Santa Cruz Giant Land Tortoise

A Long Day At Sea

The schedule called for us to sail all night and arrive the next morning at Floreana on the eastern side of the large island of Isabella. The next morning the early birds included Daan Sandee who had a remarkable GPS device that not only gave latitude and longitude but figured our speed. We were just passing the end of Fernandina and encountering heavy swells from the open Pacific. The boat was making 4 knots an hour. We were a long way from Floreana. The crew remained rather uncommunicative but eventually we figured out there would be no landing on Floreana and thus no Medium Tree-finch. The guide announced that breakfast would be delayed. Actually it turned out breakfast was cancelled. The cook passed out sandwiches and crackers instead.

The swells rocking the boat made it difficult to walk around, but otherwise it was a beautiful day at sea that turned into a long pelagic with at least 15 species.   Waved Albatross, Galápagos Petrels, White-vented Storm-petrels, Red-billed Tropicbird, Swallow-tailed Gull, and Wedge-rumped Storm-petrel.

Eventually we stopped in the lee of the small island of Tortola for lunch where we spotted breeding Great and Magnificent Frigatebirds, Blue-footed Booby.

These kind of boat problems are not unknown on Galápagos trips. Several people in our group had made trips before and all had stories of boat problems. We were pretty lucky to complete most of our trip.

Santa Cruz

The next day we finally landed at the wharf of the major city Porto Ayora on Santa Cruz.. We walked through town to the Darwin Research Station where they raise giant land tortoises for release in the wild and sell gifts.

On this walk and in the Darwin Station we saw: Cactus Finch, Medium Ground Finch, Lava Heron, Black-necked Stilt, Yellow Warblers, Galápagos Flycatcher, Galápagos Mockingbird, Small Tree Finch, Large Ground Finch.

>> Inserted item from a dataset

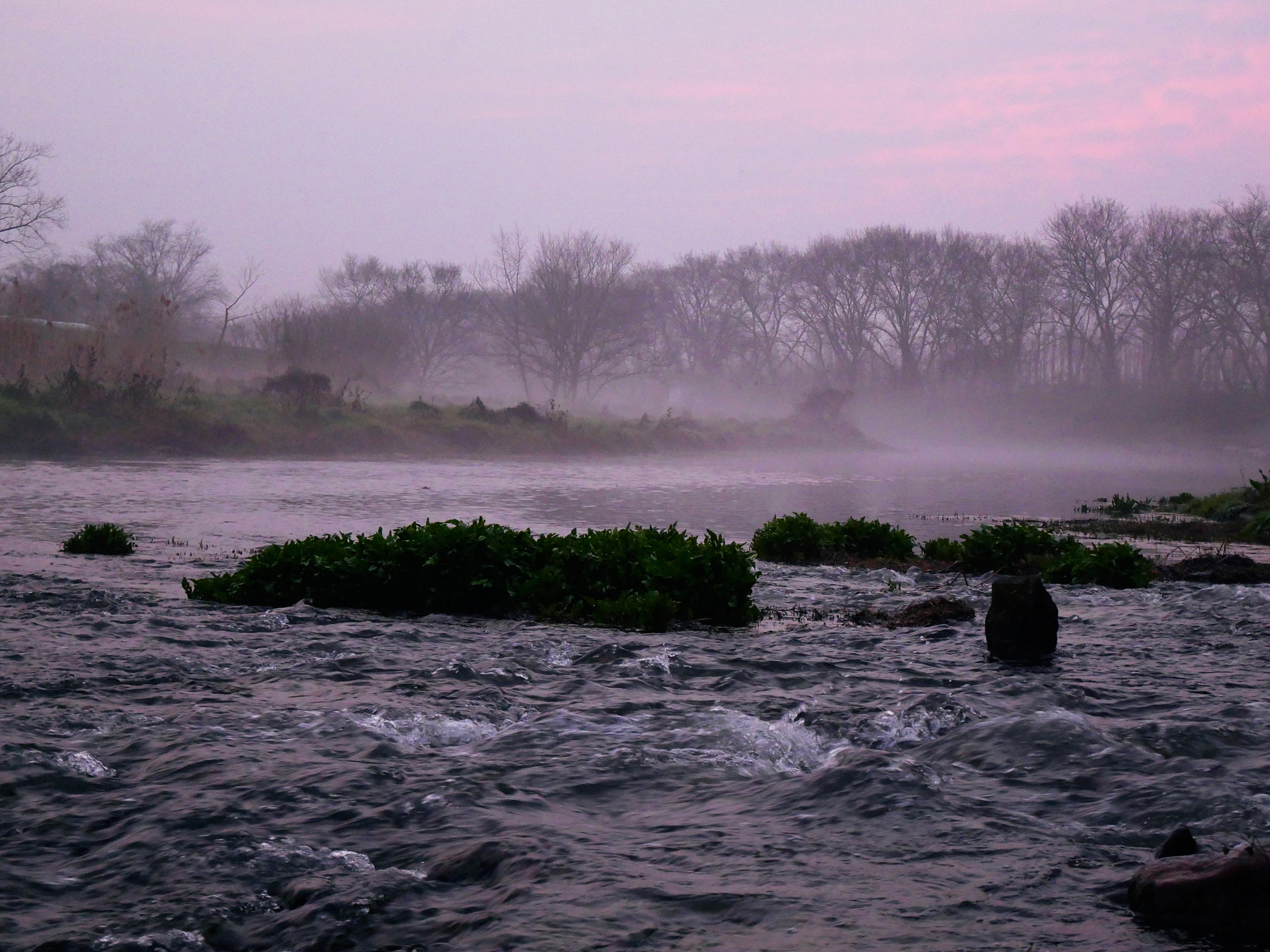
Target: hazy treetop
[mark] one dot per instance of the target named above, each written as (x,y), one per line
(299,131)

We went by bus to Bellavista where we walked up a muddy trail looking for Galápagos Rail. It answered our tape and one person was able to see the tiny little black rail in the shrubs. At one time it was moving less than two feet from me, but I was unable to see it. On our last birding day in the islands we went back to the muddy trail at Bellavista where the persistent finally got great looks at the rail. I had enough and went back to the bus.We did see Warbler Finch, Woodpecker Finch and Vermilion Flycatcher.

Walking a farm road in an area reserved for giant land tortoises we saw many tortoises one with a Cattle Egret on its back and Smooth-billed Ani.

Espanolá
In my opinion the best island we visited was Espanolá, the primary breeding ground for the endemic Waved Albatross and for Blue-footed Boobies and other seabirds. As at all the islands the number of tourists per day is strictly regulated and visitors are restricted to walking a defined path at a landing site known as Punta Suarez. On the beach were the usual sea lions and marine iguanas and the Hood Mockingbird a bird reputed to puncture unattended Albatross eggs.

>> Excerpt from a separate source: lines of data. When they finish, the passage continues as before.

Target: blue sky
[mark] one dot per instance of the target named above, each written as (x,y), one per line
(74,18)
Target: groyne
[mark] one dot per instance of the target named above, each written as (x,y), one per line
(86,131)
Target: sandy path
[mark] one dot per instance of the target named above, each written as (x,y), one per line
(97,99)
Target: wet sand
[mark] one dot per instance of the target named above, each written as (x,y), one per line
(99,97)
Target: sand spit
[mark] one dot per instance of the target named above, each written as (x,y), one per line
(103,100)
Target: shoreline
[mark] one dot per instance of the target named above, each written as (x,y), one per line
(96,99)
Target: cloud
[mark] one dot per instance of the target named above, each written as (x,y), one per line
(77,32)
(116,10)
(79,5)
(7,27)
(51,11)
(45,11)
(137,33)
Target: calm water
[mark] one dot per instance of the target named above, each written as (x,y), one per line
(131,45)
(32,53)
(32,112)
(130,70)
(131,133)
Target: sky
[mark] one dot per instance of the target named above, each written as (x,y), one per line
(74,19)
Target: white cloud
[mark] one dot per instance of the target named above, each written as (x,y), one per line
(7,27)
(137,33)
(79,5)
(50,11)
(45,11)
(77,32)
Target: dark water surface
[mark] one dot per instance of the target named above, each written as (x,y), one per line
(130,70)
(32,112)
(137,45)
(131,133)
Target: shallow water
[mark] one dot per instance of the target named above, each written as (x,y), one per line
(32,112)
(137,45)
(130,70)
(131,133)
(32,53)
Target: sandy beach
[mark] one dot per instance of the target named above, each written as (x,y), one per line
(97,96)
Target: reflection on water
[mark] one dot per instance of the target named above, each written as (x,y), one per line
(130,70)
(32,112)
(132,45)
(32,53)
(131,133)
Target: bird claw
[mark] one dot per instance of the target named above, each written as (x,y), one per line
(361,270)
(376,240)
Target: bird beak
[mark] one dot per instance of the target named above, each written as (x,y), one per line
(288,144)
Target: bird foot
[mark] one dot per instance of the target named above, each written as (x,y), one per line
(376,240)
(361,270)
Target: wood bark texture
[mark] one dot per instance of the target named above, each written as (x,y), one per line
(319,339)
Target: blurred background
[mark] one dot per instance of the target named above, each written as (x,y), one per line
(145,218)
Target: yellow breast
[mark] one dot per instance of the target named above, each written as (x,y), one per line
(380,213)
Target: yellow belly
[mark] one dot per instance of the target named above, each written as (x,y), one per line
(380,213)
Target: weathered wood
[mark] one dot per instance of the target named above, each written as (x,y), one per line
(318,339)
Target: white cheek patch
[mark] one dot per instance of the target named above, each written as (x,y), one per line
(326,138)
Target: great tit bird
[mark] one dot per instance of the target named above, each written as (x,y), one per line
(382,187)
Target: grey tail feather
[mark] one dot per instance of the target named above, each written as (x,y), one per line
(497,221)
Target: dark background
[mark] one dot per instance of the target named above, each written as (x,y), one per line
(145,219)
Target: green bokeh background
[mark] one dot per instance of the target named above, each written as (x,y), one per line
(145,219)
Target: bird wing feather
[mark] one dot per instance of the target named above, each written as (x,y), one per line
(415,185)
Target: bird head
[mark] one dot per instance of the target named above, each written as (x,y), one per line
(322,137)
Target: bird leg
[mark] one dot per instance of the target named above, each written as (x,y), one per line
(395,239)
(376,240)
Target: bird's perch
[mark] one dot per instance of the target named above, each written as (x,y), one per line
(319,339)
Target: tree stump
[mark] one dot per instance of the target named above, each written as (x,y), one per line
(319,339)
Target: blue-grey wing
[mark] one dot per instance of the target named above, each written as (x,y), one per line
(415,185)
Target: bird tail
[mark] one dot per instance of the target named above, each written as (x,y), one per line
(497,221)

From the landing beach we started a walk along an easy path around the point. Nasca Boobies formerly considered a subspecies of the Masked Booby were roosting on the rocks and flying close to the shore.

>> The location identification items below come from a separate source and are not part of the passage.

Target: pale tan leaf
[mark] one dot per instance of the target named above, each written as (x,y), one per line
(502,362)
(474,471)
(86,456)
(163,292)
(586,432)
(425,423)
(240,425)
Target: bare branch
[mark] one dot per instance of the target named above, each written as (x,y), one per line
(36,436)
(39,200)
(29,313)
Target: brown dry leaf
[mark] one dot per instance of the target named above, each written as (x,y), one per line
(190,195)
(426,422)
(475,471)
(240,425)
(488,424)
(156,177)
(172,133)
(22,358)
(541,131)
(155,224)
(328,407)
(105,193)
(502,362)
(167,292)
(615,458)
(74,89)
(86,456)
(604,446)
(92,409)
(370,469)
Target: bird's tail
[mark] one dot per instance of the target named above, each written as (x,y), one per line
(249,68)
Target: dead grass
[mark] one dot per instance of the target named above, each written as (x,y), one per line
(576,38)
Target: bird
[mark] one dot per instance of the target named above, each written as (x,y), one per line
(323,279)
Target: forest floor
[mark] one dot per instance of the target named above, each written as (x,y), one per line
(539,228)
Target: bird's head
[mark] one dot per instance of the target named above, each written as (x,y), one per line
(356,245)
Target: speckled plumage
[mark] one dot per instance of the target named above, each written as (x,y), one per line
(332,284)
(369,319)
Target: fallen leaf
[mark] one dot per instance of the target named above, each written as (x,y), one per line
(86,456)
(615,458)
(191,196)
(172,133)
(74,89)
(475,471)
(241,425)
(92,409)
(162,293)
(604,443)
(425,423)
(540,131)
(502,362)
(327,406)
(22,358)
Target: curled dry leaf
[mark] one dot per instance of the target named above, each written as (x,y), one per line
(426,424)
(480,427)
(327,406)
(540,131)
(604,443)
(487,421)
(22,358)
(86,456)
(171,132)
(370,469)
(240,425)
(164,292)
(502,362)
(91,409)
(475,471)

Along this walk we also saw a Red-billed Tropic bird sitting in a cavity of the rock with its tail extending outside the hole on the other side. It appeared to be on a nest. There was also a Yellow-crowned Night-heron

The beautiful Swallow-tailed Gull has a wing pattern like that of Sabine's Gull..

Swallow-tailed Gull
Blue-footed Booby

Blue-footed Booby

Nasca Booby formerly Masked Booby subspecies

Nasca Booby

Waved Albatross
The Waved Albatross is now appropriately called the Galápagos Albatross by authors such as Ticknell which is the reference for this description. It breeds only on the island of Espanolá and one small island close to the coast of Ecuador. The Waved Albatross feeds exclusively in a triangle from the Galápagos Islands to the coast of Ecuador and down to the coast of Peru. It is not endangered by long line fishing because it tends not to follow ships or trawlers. El Niño years are devastating because in the warmer waters the food source declines.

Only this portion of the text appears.